Businesses need to remain flexible under changing circumstances. When a problem or opportunity arises, commercial tenants may need to either relocate or close its brick-and-mortar doors.

Unfortunately, the timing of these issues is not always advantageous. A commercial tenant may be subject to a lease with a remaining duration of several years. Rather than continuing to pay rent and other costs without gaining any value from the property, commercial tenants may need to find another solution.

Negotiate with the landlord

Your commercial agreement lease likely contains a termination clause, which often obligates the tenant to pay a fee or all unpaid rent for the remaining period upon breaking the lease. Regardless, it may be worthwhile to discuss breaking the lease with the landlord.

If the landlord agrees to terminate the agreement early on mutually acceptable terms, you can formalize a deed of surrender to end the lease with minimal financial impact.

Because vacant commercial properties can be difficult to fill, the landlord might not have an interest in early termination. Developing a strategy with a real estate attorney could be beneficial for this discussion.
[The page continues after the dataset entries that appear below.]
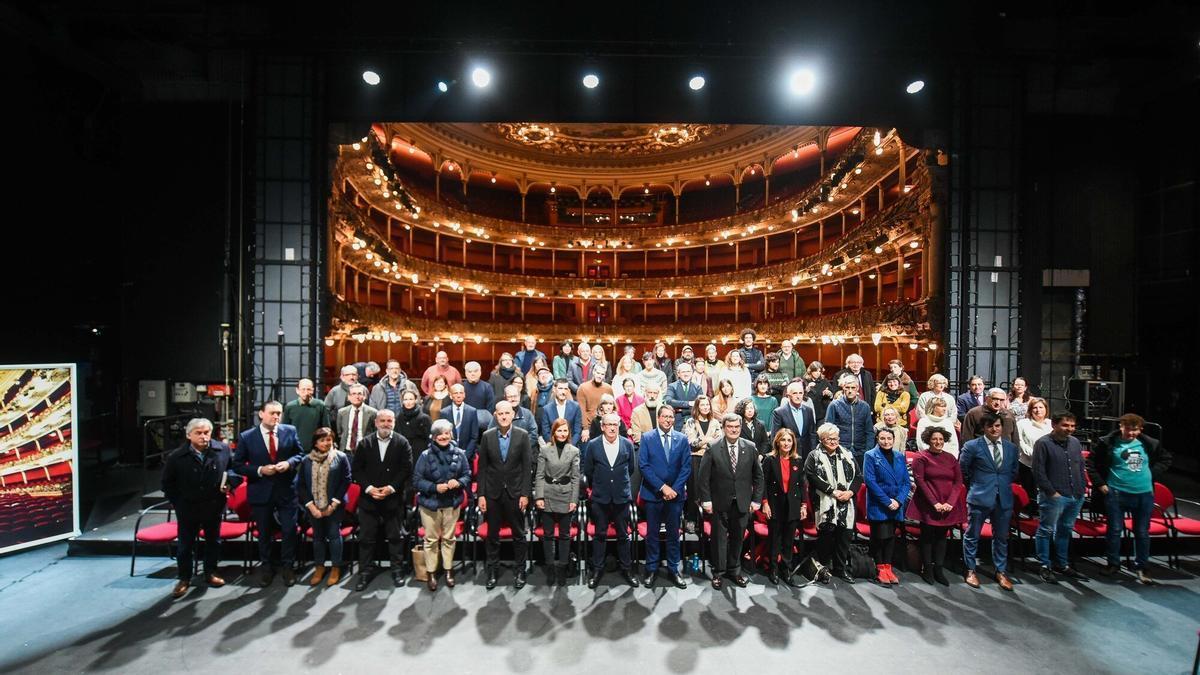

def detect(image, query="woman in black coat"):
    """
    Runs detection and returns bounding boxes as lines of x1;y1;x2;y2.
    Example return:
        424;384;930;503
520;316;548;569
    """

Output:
750;429;808;584
733;399;770;458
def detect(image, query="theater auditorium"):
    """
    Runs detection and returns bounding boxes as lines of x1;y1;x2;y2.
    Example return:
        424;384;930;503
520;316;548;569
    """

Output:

Consider subleasing the property

If escaping the obligations of the lease is not an option, subleasing is a possible opportunity. Subleasing allows a new commercial tenant to rent the property through the original tenant. The original lease still applies to the original tenant in this scenario.

Whether a tenant can sublease could depend on both New York laws and the terms of the original lease. An attorney can review both local laws and the agreement terms, and they can also develop a new agreement for the sublease. Because it can be difficult to be in the middle of a landlord and a subtenant, especially if a dispute arises, it is advisable to seek legal counsel from the beginning.